In the study by Zhang F et al., in China CFR was 8.9%, in contrast our CFR was 2.47% because of intensified contact tracing, tracking and treating by the Government [16]. Out of 75 deaths in our study, 9.3% was contributed by <40 years of age group, which is almost closer to Mexico, where 7.3% of deaths was contributed by <40 years age group according to the study done by Ioannidis JPA et al., [19]. In our study, majority of the deaths belonged to the 61-80 age group (34.37%). Similarly, majority of deaths belonged to the 61-80 age group (46.9%) in the study done by Richardson S et al., in New York, USA. Elderly people are at high risk of COVID-19 complications due to decreased immunity and body reserves as well as multiple associated co-morbidities. In our study, 72% of deaths were reported in males which is very similar to study done by Richardson S et al., in New York, USA which highlights the importance of Gender analysis and Gender- responsive Public health policies and measures to curb the pandemic [17].
Limitation(s)
This study was conducted in a single tertiary care centre in Tamil Nadu, whereas a multicentric study involving different states of India will give a better insight into the demographic and clinical status of COVID-19.
We were not able to analyse the laboratory investigations like D-dimer, IL6, serum ferritin due to financial constraints.
Keeping in mind the aforementioned limitations a sufficiently funded, multicentric, case-control study (mild and severe COVID-19 cases) is recommended for future research.

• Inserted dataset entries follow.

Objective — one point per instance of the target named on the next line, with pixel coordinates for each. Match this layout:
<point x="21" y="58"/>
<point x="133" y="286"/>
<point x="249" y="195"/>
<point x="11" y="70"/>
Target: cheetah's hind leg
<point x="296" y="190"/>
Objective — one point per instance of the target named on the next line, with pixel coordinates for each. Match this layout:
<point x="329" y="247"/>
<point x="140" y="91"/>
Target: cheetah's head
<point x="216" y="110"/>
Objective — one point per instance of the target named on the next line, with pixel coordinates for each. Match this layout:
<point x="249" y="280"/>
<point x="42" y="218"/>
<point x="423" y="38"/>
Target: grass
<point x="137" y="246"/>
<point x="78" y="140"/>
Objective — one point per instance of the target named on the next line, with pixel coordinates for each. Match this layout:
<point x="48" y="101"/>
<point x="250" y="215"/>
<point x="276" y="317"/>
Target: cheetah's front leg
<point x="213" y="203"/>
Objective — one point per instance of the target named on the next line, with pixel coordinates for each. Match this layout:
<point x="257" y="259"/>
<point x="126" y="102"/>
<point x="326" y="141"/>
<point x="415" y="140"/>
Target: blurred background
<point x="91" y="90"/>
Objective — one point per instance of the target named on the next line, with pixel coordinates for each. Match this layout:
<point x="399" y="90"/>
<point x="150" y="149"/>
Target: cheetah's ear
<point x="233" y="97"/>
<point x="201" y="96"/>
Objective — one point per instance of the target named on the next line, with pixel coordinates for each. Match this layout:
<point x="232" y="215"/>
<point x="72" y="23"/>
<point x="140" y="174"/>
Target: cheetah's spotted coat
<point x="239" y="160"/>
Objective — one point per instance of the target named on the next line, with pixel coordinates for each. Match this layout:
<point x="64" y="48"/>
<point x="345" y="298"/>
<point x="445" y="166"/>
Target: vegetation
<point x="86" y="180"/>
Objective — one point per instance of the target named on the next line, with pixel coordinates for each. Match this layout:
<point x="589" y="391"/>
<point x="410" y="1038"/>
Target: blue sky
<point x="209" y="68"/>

Special focus to be given to the people aged >50 years and with co-morbid conditions.
Always comply with the preventive measures like social distancing, wearing mask, cough etiquette, hand hygiene and surface hygiene.
People should be cautious about the COVID-19 symptoms and report to the nearest healthcare facility at the earliest.
Behavioural Change Communication (BCC) should be intensified among the public regarding preventive and promotive aspects of COVID-19.
Sensitise the communities against stigmas related to COVID-19 and counsel them to deal with it.
Conclusion(s)
This study clearly revealed that those with age >50 years and patients with co-morbid conditions are at more risk of developing complications and mortality from the COVID-19 than others. So, special focus to be given for the vulnerable groups mentioned above. In our study, the doubling rate was found to be 19 days. Hence, strict containment measures are recommended to lengthen the doubling rate.